ANDY TAYLOR, chief executive of the Sanctuary Group, has had a hectic couple of weeks.

He helped organise the "Party in the Park" pop festival in Hyde Park over the weekend, and then presented Sanctuary's doubled half -yearly profits and future plans yesterday.

While the Hyde Park festival might have featured bands like the Pet Shop Boys, the future belongs to another, rather more primitive type of music, Mr Taylor believes: Heavy Metal. And he reckons Sanctuary, his intellectual property and management company, can make a packet out of it on the Internet.

"We're already getting 5.7 million hits a month on our `Iron Maiden' website, so we've decided to launch a site devoted to the whole of Heavy Metal," Mr Taylor enthuses.

Advertisers and sponsors will queue up to appear on the site, he believes. Oh dear.
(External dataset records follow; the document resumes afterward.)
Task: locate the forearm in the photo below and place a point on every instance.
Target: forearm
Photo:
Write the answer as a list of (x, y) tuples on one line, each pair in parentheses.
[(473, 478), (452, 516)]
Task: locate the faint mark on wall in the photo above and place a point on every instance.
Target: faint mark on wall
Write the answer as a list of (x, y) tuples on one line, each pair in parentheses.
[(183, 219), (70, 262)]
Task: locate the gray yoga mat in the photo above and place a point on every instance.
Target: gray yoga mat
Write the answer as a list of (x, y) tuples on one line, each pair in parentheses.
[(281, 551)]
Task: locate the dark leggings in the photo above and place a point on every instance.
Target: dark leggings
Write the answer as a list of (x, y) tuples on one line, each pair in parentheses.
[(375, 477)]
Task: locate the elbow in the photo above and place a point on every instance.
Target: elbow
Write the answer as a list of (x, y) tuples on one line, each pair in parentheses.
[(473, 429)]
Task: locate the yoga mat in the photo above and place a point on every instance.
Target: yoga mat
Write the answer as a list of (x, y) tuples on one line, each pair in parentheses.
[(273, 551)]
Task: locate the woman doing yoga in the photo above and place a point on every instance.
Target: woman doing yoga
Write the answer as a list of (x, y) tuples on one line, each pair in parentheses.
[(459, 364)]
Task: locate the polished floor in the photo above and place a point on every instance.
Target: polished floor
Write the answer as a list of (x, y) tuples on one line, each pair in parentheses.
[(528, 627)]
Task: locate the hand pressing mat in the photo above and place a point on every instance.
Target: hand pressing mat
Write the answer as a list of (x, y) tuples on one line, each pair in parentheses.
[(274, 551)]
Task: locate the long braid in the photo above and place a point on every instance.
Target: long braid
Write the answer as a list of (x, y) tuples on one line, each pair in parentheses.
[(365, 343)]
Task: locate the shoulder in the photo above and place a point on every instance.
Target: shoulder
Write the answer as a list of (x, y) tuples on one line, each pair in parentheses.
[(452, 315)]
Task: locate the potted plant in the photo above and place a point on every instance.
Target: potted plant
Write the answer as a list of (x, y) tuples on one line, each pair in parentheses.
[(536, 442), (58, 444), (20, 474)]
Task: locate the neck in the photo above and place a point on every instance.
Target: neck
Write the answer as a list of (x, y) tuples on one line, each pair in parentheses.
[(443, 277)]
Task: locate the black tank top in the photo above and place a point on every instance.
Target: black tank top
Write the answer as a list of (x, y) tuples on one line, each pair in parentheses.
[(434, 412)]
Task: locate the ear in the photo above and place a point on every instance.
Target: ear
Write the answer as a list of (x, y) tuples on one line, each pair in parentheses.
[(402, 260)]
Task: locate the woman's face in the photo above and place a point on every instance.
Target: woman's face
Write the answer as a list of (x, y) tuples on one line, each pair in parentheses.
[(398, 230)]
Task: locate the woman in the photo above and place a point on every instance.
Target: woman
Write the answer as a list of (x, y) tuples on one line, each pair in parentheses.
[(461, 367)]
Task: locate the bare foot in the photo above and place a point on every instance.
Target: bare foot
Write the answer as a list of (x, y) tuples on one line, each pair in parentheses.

Pass the ear plugs ...

NM ROTHSCHILD didn't find it easy to communicate their annual results to the outside world yesterday. This wasn't because chairman Evelyn de Rothschild wanted to hush things up - quite the opposite. Rather it was because the phone system went down.

Said one exasperated Rothschild executive: "The lifeblood of our business is being able to talk to people on the telephone. As you can imagine there are a lot of very frustrated people."

Luckily Rothschilds was still able to announce their results - albeit by mobile phone.